By Dustin Hurst ǀ Watchdog.org
HELENA — As President Barack Obama seeks tax hikes for Americans and businesses making more than $250,000, one Montana lawmaker might be in the best position to stop the deal.
Tester, along with U.S. Sens. Joe Manchin, D-WVa.; Claire McCaskill D-Mo.; Bill Nelson, D-Fla.; Ben Nelson, D-Neb.; and Jim Webb, D-Va.; could ultimately decide the tax hike debate. Each of these Democrats is facing a tough election challenge and may want to avoid catching heat for raising taxes.
Obama’s plan would keep in place tax rates instituted by President George W. Bush for those making less than $250,000 annually. People making more than that, including an estimated 900,000 small businesses falling under the plan, would see their rates go up.
The new Obama proposal is part of his quest to force wealthier Americans to pay more, with the president saying they need to pay their fair share. “That’s why I believe it’s time for the tax cuts for the wealthiest Americans, including myself, to expire,” Obama said at a Monday news conference.
But vulnerable Democrats are wary of the plan. The Wall Street Journal notes Tester and Manchin advocate not for a temporary extension of the Bush tax cuts, but rather total reform of the nation’s tax code. The two push for at least partial institution of the Bowles-Simpson tax plan, which would lower tax rates but close loopholes.

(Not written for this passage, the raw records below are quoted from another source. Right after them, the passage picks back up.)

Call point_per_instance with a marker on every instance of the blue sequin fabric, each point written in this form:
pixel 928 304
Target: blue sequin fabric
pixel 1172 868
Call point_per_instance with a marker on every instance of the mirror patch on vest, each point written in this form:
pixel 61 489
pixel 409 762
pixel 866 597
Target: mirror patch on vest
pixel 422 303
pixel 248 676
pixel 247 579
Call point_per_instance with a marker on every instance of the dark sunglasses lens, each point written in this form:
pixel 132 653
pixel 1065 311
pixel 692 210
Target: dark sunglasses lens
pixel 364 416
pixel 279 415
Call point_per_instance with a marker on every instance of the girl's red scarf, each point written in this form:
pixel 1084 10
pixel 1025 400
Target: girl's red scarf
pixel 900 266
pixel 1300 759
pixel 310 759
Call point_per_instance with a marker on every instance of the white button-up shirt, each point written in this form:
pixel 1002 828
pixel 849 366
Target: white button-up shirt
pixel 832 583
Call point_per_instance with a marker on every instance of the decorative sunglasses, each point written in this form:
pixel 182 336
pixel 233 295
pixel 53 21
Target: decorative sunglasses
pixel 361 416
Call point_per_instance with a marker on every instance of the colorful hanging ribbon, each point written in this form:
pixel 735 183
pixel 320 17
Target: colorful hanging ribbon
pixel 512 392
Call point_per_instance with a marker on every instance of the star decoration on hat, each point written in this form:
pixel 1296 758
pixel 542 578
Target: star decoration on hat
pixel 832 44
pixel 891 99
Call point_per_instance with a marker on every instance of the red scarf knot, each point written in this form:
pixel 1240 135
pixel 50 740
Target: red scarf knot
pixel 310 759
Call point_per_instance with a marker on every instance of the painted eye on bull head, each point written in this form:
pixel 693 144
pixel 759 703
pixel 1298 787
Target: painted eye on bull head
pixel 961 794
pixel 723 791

“I would much prefer dealing with the tax code, with all the expenditures, in a bigger package similar to the Simpson-Bowles (deficit reduction) proposal,” Tester told The Hill. “If we can do that and we can roll out a big package that is significant, then we can do something with the tax rate from a reforming-it standpoint and do some things that really get our deficit and debt under control.”
The president’s package is likely dead, though, as the Republican-controlled U.S. House is unlikely to go along with the plan. The House will vote later this week on extending the Bush tax cuts for a year to all income earners, though that plan is unlikely to win over the Democrat-controlled U.S. Senate.
Tester’s November foe, GOP U.S. Rep. Denny Rehberg, will likely support the one-year tax cut extension. Rehberg supports the cuts and voted to make them permanent in 2002.